BANGKOK (AP) — Global shares mostly rose Thursday after Federal Reserve Chairman Jerome Powell suggested the U.S. central bank is ready to cut interest rates for the first time in a decade.
The Fed chairman told Congress in his semi-annual report that many in the U.S. central bank believe a weakening global economy and rising trade tensions have strengthened the case for a rate cut. That allayed investors’ concerns that unexpectedly strong U.S. jobs data reported Friday might give the Fed reason to hold interest rates.
“Local equity markets are reveling in the best of both worlds this morning as local investors love nothing more than lower U.S. interest rates and a weaker U.S. dollar,” Stephen Innes of Vanguard Markets said in a commentary.
Powell is due to appear before the Senate Banking Committee on Thursday but his testimony is not expected to have the same sort of impact.
Shares in Europe were uneven with Germany’s DAX losing 0.1% to 12,360 and Britain’s FTSE 100 flat at 7,529. The CAC 40 in France added 0.1% to 5,575.
Wall Street looked set to extend its winning streak, with Dow futures up 0.3% to 26,951 and the broader S&P 500 futures 0.2% higher at 3,005.
The U.S. stock market rallied through much of June after the Fed first signaled that it might cut rates if necessary to shore up the U.S. economy.
In his prepared statement on Wednesday, Powell said that since Fed officials met last month, “uncertainties around trade tensions and concerns about the strength of the global economy continue to weigh on the U.S. economic outlook.” Meanwhile, inflation has fallen farther from the Fed’s target.
The Fed’s benchmark rate currently stands in a range of 2.25% to 2.5% after the central bank raised rates four times last year. Many investors have put the odds of a rate cut this month at 100%.
A quarter-point cut in interest rates, which many investors expect, isn’t likely to have a big impact on consumers’ credit cards or mortgage rates. But it would reassure markets that the Fed would be open to further rate cuts if more signs of weakness in the global economy emerge.
Investors will have to wait until the end of the month to see what action the Fed takes on interest rates at its next meeting of policymakers. Before then, however, the market will turn its attention to U.S. consumer inflation data on Thursday and the quarterly corporate earnings season which begins next week.
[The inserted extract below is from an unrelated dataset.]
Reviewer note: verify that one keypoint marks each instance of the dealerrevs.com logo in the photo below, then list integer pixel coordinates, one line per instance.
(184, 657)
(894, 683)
Retaliatory tariffs remain another worry for markets.
While China-U.S. trade tensions have calmed with a resumption of talks by phone between top envoys, friction with France looms after President Donald Trump’s administration launched an investigation into French plans for a special tax targeting big tech companies.
In Asia, Hong Kong’s Hang Seng jumped 0.8% to 28,431.80, while the Shanghai Composite index edged 0.1% higher to 2,917.76. In Japan, the Nikkei 225 index climbed 0.5% to 21,643.53 and South Korea’s Kospi advanced 1.1% to 2,080.58. Australia’s S&P ASX 200 gained 0.4% to 6,716.10. Shares also rose in Taiwan and Southeast Asia.
ENERGY: Benchmark U.S. crude oil picked up 21 cents to $60.64 per barrel in electronic trading on the New York Mercantile Exchange. On Wednesday, it jumped $2.60 to settle at $60.43 a barrel, the highest level since late May. Brent crude oil, the international standard, added 24 cents to $67.25 per barrel. Overnight, it gained $2.85 to close at $67.01 a barrel.
CURRENCIES: The dollar fell to 108.14 Japanese yen from 108.45 yen on Wednesday. The euro strengthened to $1.1271 from $1.1250.